Bidirectional LSTM-CRF for Clinical Concept Extraction

lib:adcbd82a41489fa5 (v1.0.0)

Authors: Raghavendra Chalapathy,Ehsan Zare Borzeshi,Massimo Piccardi
ArXiv: 1611.08373
Document:  PDF  DOI 
Artifact development version: GitHub
Abstract URL: http://arxiv.org/abs/1611.08373v1

Automated extraction of concepts from patient clinical records is an essential facilitator of clinical research.
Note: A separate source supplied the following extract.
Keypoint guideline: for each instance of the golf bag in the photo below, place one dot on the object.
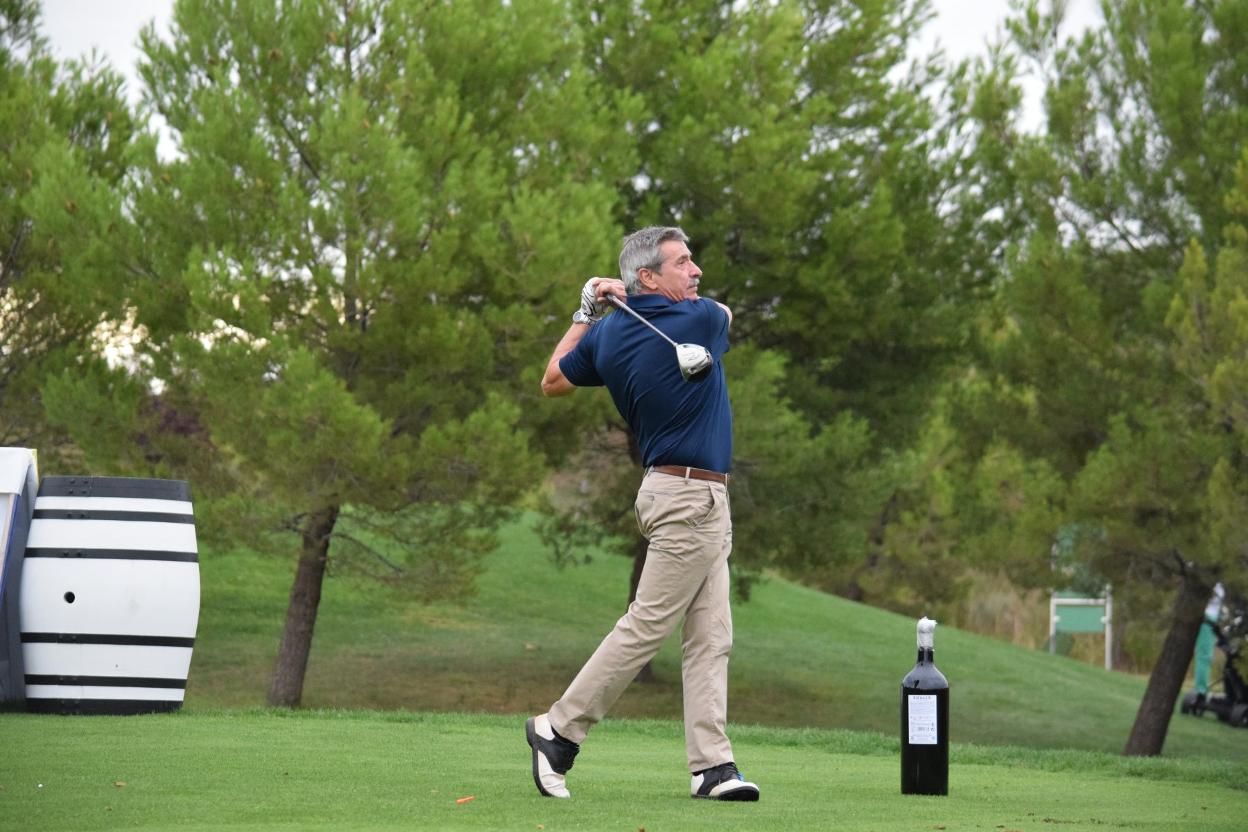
(1229, 704)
For this reason, the 2010 i2b2/VA Natural Language Processing Challenges for Clinical Records introduced a concept extraction task aimed at identifying and classifying concepts into predefined categories (i.e., treatments, tests and problems). State-of-the-art concept extraction approaches heavily rely on handcrafted features and domain-specific resources which are hard to collect and define. For this reason, this paper proposes an alternative, streamlined approach: a recurrent neural network (the bidirectional LSTM with CRF decoding) initialized with general-purpose, off-the-shelf word embeddings. The experimental results achieved on the 2010 i2b2/VA reference corpora using the proposed framework outperform all recent methods and ranks closely to the best submission from the original 2010 i2b2/VA challenge.